Determining elastic constants of full-size cross laminated timber panel supported on four nodes using a vibration method

Abstract

The objective of this study was to determine the elastic constants and fast identify the modal parameters of the first nine modes of full-size cross laminated timber (CLT) panel under four-node support using a vibration method. Firstly, the theoretical basis of vibration determination for elastic constants (modulus of elasticity in the length and width directions of the panel, Ex, Ey; in-plane shear modulus of the panel, Gxy) of full-size CLT panel under four sides completely free (FFFF) and four-node support boundary conditions (BCs) were established. Then, full-size larch CLT panels were used to experimental modal analysis and elastic constants vibration test under FFFF and four-node support BCs.

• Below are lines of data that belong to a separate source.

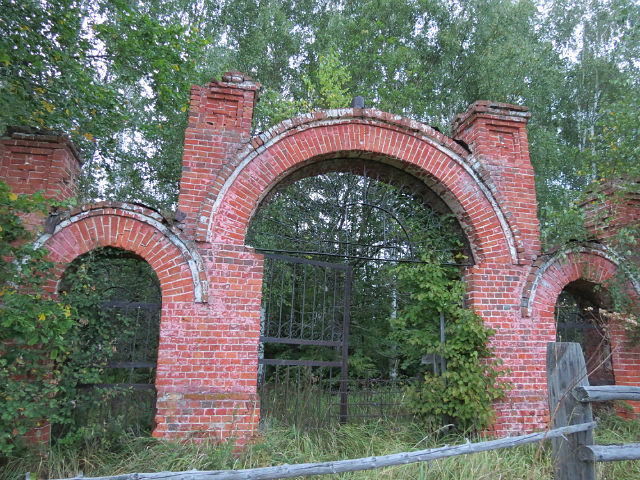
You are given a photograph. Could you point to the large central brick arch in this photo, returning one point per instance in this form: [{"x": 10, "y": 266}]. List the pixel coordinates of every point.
[
  {"x": 483, "y": 175},
  {"x": 438, "y": 161},
  {"x": 212, "y": 281}
]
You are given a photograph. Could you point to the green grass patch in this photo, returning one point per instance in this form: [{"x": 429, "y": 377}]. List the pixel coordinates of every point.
[{"x": 291, "y": 445}]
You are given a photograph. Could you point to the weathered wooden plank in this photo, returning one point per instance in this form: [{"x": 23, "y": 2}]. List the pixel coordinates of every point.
[
  {"x": 610, "y": 453},
  {"x": 566, "y": 370},
  {"x": 353, "y": 465},
  {"x": 606, "y": 392}
]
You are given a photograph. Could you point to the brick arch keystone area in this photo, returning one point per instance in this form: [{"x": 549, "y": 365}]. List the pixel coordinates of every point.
[
  {"x": 551, "y": 273},
  {"x": 135, "y": 228},
  {"x": 443, "y": 164},
  {"x": 594, "y": 263}
]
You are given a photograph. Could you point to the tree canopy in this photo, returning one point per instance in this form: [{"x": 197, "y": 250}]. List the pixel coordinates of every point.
[{"x": 114, "y": 75}]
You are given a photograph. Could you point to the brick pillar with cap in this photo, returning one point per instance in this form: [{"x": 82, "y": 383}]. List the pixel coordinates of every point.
[{"x": 219, "y": 123}]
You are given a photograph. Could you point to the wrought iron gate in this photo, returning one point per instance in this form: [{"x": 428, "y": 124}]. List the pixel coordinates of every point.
[{"x": 304, "y": 336}]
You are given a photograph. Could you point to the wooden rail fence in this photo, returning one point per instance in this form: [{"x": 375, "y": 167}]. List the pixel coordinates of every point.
[
  {"x": 571, "y": 435},
  {"x": 570, "y": 397}
]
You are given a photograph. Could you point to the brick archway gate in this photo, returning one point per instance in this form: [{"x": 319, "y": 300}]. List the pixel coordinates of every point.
[
  {"x": 226, "y": 173},
  {"x": 208, "y": 355},
  {"x": 598, "y": 265}
]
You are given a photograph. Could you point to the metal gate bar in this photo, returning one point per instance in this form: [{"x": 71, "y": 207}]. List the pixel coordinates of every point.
[{"x": 328, "y": 324}]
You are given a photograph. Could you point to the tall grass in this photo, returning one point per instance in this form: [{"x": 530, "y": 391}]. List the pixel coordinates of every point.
[{"x": 291, "y": 445}]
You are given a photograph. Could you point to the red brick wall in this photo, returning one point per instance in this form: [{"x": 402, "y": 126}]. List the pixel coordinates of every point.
[
  {"x": 595, "y": 264},
  {"x": 33, "y": 161},
  {"x": 211, "y": 282},
  {"x": 219, "y": 123},
  {"x": 465, "y": 182}
]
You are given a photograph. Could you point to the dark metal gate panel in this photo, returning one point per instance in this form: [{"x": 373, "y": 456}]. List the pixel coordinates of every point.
[{"x": 305, "y": 330}]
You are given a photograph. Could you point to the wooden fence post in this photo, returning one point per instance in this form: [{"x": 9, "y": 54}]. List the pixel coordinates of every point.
[{"x": 565, "y": 371}]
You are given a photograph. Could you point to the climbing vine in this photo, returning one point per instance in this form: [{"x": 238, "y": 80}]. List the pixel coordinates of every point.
[{"x": 465, "y": 392}]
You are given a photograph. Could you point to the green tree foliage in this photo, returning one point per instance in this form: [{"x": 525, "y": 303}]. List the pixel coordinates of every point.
[
  {"x": 33, "y": 327},
  {"x": 465, "y": 393},
  {"x": 115, "y": 76}
]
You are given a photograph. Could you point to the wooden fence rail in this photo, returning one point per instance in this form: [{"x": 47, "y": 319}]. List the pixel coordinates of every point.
[
  {"x": 570, "y": 397},
  {"x": 574, "y": 452}
]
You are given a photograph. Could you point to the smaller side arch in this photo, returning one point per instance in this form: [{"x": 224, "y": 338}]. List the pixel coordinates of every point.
[
  {"x": 552, "y": 272},
  {"x": 138, "y": 229}
]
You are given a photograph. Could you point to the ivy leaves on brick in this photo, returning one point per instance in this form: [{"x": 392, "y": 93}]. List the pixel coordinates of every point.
[{"x": 465, "y": 392}]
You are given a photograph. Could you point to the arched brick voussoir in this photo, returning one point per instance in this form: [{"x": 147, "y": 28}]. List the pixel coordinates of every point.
[
  {"x": 440, "y": 162},
  {"x": 138, "y": 229},
  {"x": 552, "y": 272}
]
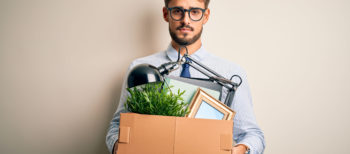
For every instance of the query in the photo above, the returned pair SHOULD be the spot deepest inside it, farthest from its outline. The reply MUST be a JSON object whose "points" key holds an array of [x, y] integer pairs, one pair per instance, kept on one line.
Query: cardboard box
{"points": [[151, 134]]}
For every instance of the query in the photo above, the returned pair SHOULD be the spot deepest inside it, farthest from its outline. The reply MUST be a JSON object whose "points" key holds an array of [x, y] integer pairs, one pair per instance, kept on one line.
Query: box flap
{"points": [[124, 134], [202, 136], [148, 134], [226, 142]]}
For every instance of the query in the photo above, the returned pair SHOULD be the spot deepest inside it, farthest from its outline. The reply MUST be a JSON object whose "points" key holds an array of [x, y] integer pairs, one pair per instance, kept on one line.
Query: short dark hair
{"points": [[206, 2]]}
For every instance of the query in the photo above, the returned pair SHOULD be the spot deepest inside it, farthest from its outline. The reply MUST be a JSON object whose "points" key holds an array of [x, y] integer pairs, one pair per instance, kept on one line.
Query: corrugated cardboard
{"points": [[151, 134]]}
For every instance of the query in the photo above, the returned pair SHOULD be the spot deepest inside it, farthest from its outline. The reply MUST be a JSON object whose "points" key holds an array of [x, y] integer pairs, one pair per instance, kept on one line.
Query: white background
{"points": [[62, 63]]}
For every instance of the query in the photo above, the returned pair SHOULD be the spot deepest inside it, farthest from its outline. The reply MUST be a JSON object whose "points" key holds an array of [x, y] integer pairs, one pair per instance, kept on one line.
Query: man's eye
{"points": [[195, 12]]}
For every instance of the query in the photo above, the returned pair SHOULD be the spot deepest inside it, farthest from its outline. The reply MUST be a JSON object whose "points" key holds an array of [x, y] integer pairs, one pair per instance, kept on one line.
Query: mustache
{"points": [[184, 26]]}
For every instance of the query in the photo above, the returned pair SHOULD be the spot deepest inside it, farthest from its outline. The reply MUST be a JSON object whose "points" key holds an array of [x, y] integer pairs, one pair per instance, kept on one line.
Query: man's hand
{"points": [[239, 149], [115, 149]]}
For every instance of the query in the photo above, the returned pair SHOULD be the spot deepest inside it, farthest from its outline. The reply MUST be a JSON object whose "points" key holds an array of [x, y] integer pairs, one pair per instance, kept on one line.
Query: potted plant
{"points": [[156, 99]]}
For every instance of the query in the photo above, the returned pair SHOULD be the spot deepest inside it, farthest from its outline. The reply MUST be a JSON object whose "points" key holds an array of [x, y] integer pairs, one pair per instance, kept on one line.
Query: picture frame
{"points": [[204, 106]]}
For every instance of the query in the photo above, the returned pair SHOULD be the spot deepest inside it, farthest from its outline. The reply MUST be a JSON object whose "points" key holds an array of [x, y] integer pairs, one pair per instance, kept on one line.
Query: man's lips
{"points": [[185, 30]]}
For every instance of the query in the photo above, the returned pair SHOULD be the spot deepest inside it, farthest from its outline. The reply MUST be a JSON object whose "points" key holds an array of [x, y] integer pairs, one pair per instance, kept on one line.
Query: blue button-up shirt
{"points": [[245, 129]]}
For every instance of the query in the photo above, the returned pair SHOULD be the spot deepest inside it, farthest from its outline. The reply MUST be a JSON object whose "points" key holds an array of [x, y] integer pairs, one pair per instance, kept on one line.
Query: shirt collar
{"points": [[200, 54]]}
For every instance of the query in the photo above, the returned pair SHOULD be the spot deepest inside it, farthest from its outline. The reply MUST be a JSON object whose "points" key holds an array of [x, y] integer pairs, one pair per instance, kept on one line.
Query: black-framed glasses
{"points": [[178, 13]]}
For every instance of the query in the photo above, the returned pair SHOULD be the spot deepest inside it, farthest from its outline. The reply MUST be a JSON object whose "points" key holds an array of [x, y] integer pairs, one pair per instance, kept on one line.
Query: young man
{"points": [[186, 19]]}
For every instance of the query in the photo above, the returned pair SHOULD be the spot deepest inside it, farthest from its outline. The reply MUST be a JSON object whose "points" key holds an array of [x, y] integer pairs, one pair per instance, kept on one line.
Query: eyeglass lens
{"points": [[194, 13]]}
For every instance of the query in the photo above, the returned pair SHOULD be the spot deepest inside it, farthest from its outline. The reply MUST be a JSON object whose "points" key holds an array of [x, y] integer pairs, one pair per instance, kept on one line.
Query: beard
{"points": [[185, 41]]}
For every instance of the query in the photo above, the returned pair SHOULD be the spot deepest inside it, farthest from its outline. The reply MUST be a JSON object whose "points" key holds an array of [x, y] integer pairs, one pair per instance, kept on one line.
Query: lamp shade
{"points": [[143, 74]]}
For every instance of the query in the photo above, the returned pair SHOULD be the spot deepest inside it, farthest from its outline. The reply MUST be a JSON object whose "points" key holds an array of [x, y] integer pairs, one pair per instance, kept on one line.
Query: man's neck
{"points": [[191, 48]]}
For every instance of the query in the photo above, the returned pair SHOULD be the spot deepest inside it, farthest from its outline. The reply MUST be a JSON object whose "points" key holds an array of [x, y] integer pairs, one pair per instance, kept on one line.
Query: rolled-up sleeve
{"points": [[113, 130], [246, 130]]}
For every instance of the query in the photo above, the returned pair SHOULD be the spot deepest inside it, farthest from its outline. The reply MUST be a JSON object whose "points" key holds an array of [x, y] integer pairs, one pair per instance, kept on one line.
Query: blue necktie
{"points": [[186, 69]]}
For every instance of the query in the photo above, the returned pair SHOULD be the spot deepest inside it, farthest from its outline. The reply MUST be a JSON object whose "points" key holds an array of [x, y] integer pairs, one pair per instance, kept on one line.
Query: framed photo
{"points": [[205, 106]]}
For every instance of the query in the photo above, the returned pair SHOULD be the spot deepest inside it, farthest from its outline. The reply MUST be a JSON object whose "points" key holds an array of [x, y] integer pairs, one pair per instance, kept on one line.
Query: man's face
{"points": [[185, 31]]}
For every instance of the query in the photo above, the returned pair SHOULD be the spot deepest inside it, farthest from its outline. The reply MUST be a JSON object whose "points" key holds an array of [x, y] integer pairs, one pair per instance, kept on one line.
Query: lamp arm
{"points": [[203, 66]]}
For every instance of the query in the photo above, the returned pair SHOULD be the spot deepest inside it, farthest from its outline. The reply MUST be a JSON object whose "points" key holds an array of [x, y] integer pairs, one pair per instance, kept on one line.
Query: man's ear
{"points": [[165, 14], [206, 15]]}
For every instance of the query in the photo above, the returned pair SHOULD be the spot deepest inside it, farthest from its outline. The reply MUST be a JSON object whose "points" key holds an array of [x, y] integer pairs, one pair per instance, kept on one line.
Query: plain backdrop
{"points": [[62, 63]]}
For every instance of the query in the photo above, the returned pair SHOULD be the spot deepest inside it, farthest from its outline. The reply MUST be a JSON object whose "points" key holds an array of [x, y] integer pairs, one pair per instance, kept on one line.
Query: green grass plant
{"points": [[154, 99]]}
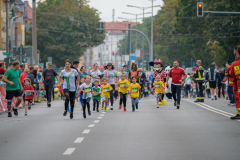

Modal parameter (modal shapes and modal frequencies) and elastic constants of full-size CLT panel under two BCs were comparison analyzed to verify the feasibility of determination elastic constants of full-size CLT panel under four-node support. And then, a three-point excitation testing method for fast identification of modal parameters of the first nine modes for full-size CLT panel supported on four nodes was proposed and verified the feasibility of this method. The results indicated that the mode shapes can be used to measure Ex, Ey and Gxy of full-size CLT panel, that the modes (2, 0), (0, 2) and (1, 1) under FFFF BC and the modes (2, 0), (0, 2) and (1, 2) under four-node support BC, respectively. Meanwhile, the modes (m, n) (m = 2 or n = 2) under FFFF and four-node support BCs are in good agreement in terms of mode shapes, and the frequencies are approximately equal. It is verified the proposed assumption that mode (m, n) (m = 2 or n = 2) of full-size CLT panel under these two BCs is the same from the perspective of both modal shape and its natural frequency. At the same time, it is feasible to rapid identify modal parameters of the first nine modes and the determination of elastic constants for full-size CLT panel supported on four nodes using the three-point excitation testing method.